June 8, 2011
Toshiyuki Shiga
Chairman, Japan Automobile Manufacturers Association
Koichiro Nishihara
President, Confederation of Japan Automobile Workers・Unions
Current foreign exchange rate levels represent, for the yen, an appreciation that not only far surpasses all prior projections by Japanese automakers, but also totally fails to reflect Japan’s economic fundamentals.
Over the decades, the Japanese automobile industry has carried out a steady series of cost-cutting and other measures necessary to maintain its international competitiveness. The yen’s present exchange rate level, however, clearly exceeds the limits of such efforts. The continuation of this trend seriously threatens the ability to maintain the foundations supporting the manufacturing craftsmanship that has long been the basis of Japan’s competitive edge. There are also fears that these currency market conditions will have a profoundly adverse impact on employment throughout Japan’s motor industry, including the parts supply and other vital sectors.

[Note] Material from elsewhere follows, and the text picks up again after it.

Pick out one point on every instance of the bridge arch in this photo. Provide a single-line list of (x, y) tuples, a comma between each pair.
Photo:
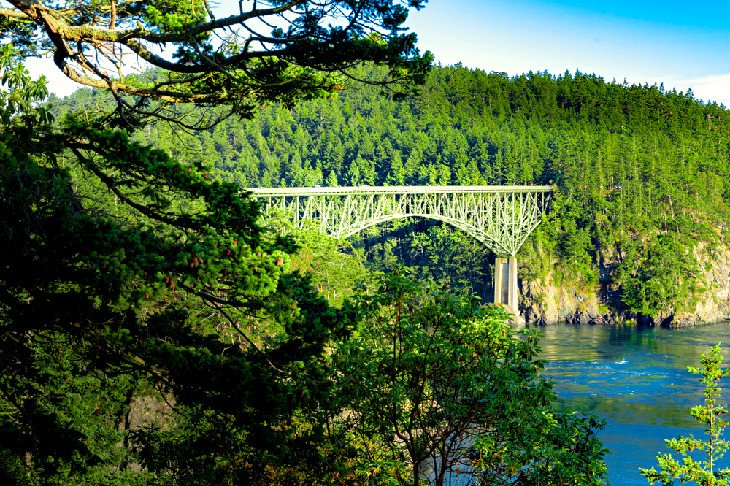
[(460, 225), (501, 217)]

Having been heavily affected by the devastating March 11 earthquake and tsunami, automobile production in Japan is at last moving towards recovery. The yen’s excessive appreciation risks gravely hampering this nascent recovery and, in doing so, imperiling the resurgence of Japan’s weakened economy.
In view of these realities, JAMA and the CJAWU strongly demand that the Japanese government take swift and effective action aimed at reducing the yen’s current strength.